Diagnostic Performance
- Invasive coronary function testing (CFR, IMR) has sensitivity 85–90% for CMD (Ford et al., J Am Coll Cardiol, 2018).
- PET CFR <2.0 has 80% sensitivity and 85% specificity for predicting adverse outcomes (Murthy et al., Circulation, 2011).
- CMR myocardial perfusion reserve index <1.5 correlates with invasive measures (Liu et al., JACC Cardiovasc Imaging, 2018).
Treatment Outcomes
- CorMicA trial: 73% of patients with CMD had improved angina at 6 months with targeted therapy vs. 23% in standard care (Ford et al., J Am Coll Cardiol, 2018).
- Beta-blockers (e.g., nebivolol) improve CFR and symptoms (Togni et al., Eur Heart J, 2006).
- ACE inhibitors/ARBs reduce microvascular inflammation (Bairey Merz et al., Circulation, 2010).
🩺 DIAGNOSTIC CRITERIA
Invasive Criteria (Coronary Function Testing)
- Coronary Flow Reserve (CFR) <2.5 (or <2.0 in some labs) measured by Doppler wire or thermodilution (Ong et al., Eur Heart J, 2020).
- Index of Microcirculatory Resistance (IMR) ≥25 (Ford et al., J Am Coll Cardiol, 2018).
- Abnormal coronary vasoreactivity: Acetylcholine test showing vasoconstriction or <50% increase in flow (Kaski et al., Eur Heart J, 2018).
Non-Invasive Criteria
- PET: CFR <2.0 (Murthy et al., Circulation, 2011).
- CMR: Myocardial perfusion reserve index <1.5 (Liu et al., JACC Cardiovasc Imaging, 2018).
- Transthoracic Doppler echocardiography: CFR <2.0 (Cortigiani et al., J Am Soc Echocardiogr, 2012).
Clinical Presentation: Typical angina with non-obstructive CAD (stenosis <50%) or persistent symptoms after revascularization. (Knuuti et al., Eur Heart J, 2020).
💊 TREATMENT PROTOCOL
First-Line Therapies
- Beta-blockers: Nebivolol (5–10 mg daily) or carvedilol (12.5–25 mg BID) to improve CFR and reduce myocardial oxygen demand (Togni et al., Eur Heart J, 2006).
- ACE inhibitors/ARBs: Ramipril (2.5–10 mg daily) or losartan (25–100 mg daily) to reduce oxidative stress and inflammation (Bairey Merz et al., Circulation, 2010).
- Statins: Atorvastatin (20–80 mg daily) to improve endothelial function (Caliskan et al., Int J Cardiol, 2007).
Second-Line Therapies
- Calcium channel blockers: Diltiazem (120–360 mg daily) or amlodipine (5–10 mg daily) for vasospastic component (Ong et al., Eur Heart J, 2020).
- Ranolazine: 500–1000 mg BID to improve myocardial energetics (Morrow et al., J Am Coll Cardiol, 2012).
- Ivabradine: 5–7.5 mg BID for heart rate reduction if beta-blockers contraindicated (Fox et al., Lancet, 2008).
Emerging Therapies
- Fasudil (Rho-kinase inhibitor): Improves CFR in CMD (Shimokawa et al., Circ J, 2015).
- Trimetazidine: Metabolic modulator improving microvascular function (Di Napoli et al., Eur Heart J, 2005).
⚠️ SAFETY & MONITORING
Key Safety Considerations
- Beta-blockers: Avoid in acute heart failure, bradycardia (<50 bpm), or severe asthma.
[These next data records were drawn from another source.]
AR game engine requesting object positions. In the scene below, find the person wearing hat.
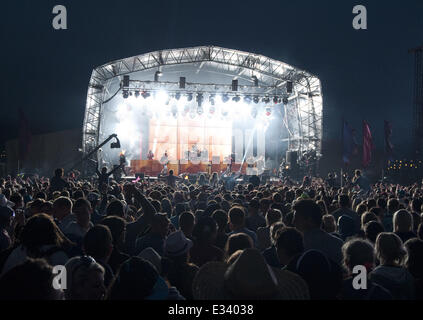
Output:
[164,230,198,300]
[193,249,310,300]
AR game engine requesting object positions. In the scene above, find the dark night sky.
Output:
[0,0,423,155]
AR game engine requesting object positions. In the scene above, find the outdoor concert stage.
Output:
[82,46,323,176]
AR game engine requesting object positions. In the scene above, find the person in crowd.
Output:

Monitor heart rate and blood pressure (Togni et al., Eur Heart J, 2006).
- ACE inhibitors: Monitor renal function and potassium; risk of angioedema (Bairey Merz et al., Circulation, 2010).
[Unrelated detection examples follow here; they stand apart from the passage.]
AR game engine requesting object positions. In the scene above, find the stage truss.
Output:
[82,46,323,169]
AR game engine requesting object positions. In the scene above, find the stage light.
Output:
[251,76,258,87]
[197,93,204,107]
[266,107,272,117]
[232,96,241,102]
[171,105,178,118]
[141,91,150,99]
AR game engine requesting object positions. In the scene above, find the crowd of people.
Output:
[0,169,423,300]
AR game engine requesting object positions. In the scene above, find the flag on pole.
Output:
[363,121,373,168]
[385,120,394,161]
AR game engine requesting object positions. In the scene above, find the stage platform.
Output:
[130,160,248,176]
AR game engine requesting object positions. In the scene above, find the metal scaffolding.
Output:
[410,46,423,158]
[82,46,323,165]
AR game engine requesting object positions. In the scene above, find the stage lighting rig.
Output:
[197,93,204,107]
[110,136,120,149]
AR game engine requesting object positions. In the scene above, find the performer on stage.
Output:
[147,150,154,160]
- Ranolazine: Prolongs QT interval; avoid with strong CYP3A inhibitors (Morrow et al., J Am Coll Cardiol, 2012).
- Ivabradine: Risk of bradycardia and atrial fibrillation; contraindicated in sick sinus syndrome (Fox et al., Lancet, 2008).
Monitoring Parameters
- Heart rate and blood pressure at each visit.
- Renal function and electrolytes every 3–6 months on ACE inhibitors.
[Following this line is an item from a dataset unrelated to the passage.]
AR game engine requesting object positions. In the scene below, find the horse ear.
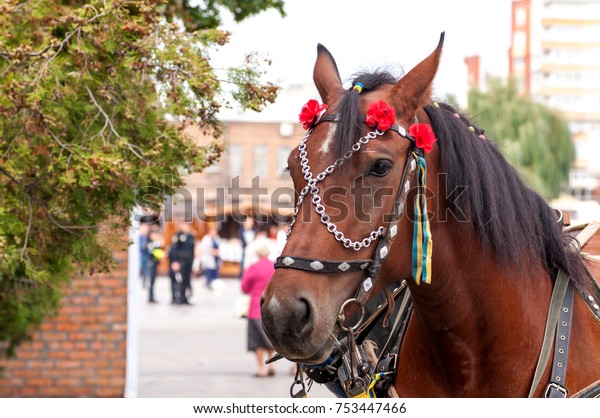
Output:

- ECG for QT interval if on ranolazine.
- Annual echocardiogram to assess LV function.
🔥 CLINICAL IMPLICATIONS
CMD represents a critical therapeutic target in patients with atherosclerotic CAD. Key implications include:
- Diagnostic Paradigm Shift: Invasive coronary function testing should be considered in patients with angina and non-obstructive CAD to identify CMD (Ford et al., J Am Coll Cardiol, 2018).
- Prognostic Value: CFR is a powerful independent predictor of MACE, surpassing traditional risk factors (Taqueti et al., J Am Coll Cardiol, 2015).
- Therapeutic Targeting: Treatment should focus on improving microvascular function, not just epicardial stenosis (Ong et al., Eur Heart J, 2020).
- Sex-Specific Considerations: CMD is more common in women, and sex-specific diagnostic thresholds may be needed (Merz et al., Circulation, 2006).
- Future Directions: Novel therapies targeting endothelial dysfunction, inflammation, and oxidative stress are under investigation (Camici & Crea, N Engl J Med, 2007).
💡 5 CLINICAL PEARLS
- Think CMD in women with chest pain and normal coronaries: Up to 65% have CMD (Merz et al., Circulation, 2006).
- CFR <2.0 is a strong prognostic marker: Independent predictor of death and HF (Murthy et al., Circulation, 2011).
- Beta-blockers are first-line for CMD: Nebivolol improves CFR and symptoms (Togni et al., Eur Heart J, 2006).
- Invasive testing changes management: CorMicA trial showed improved outcomes with targeted therapy (Ford et al., J Am Coll Cardiol, 2018).
- Combine risk factor modification with anti-ischemic therapy: Statins, ACE inhibitors, and lifestyle changes are essential (Ong et al., Eur Heart J, 2020).
🧬 DIFFERENTIAL DIAGNOSIS
- Obstructive CAD: Epicardial stenosis ≥50% on angiography (Knuuti et al., Eur Heart J, 2020).
- Coronary vasospasm: Focal or diffuse spasm on acetylcholine testing (Kaski et al., Eur Heart J, 2018).
- Myocardial bridging: Systolic compression of epicardial artery on angiography (Alegria et al., J Am Coll Cardiol, 2005).
- Stress cardiomyopathy (Takotsubo): Transient LV dysfunction with apical ballooning (Templin et al., N Engl J Med, 2015).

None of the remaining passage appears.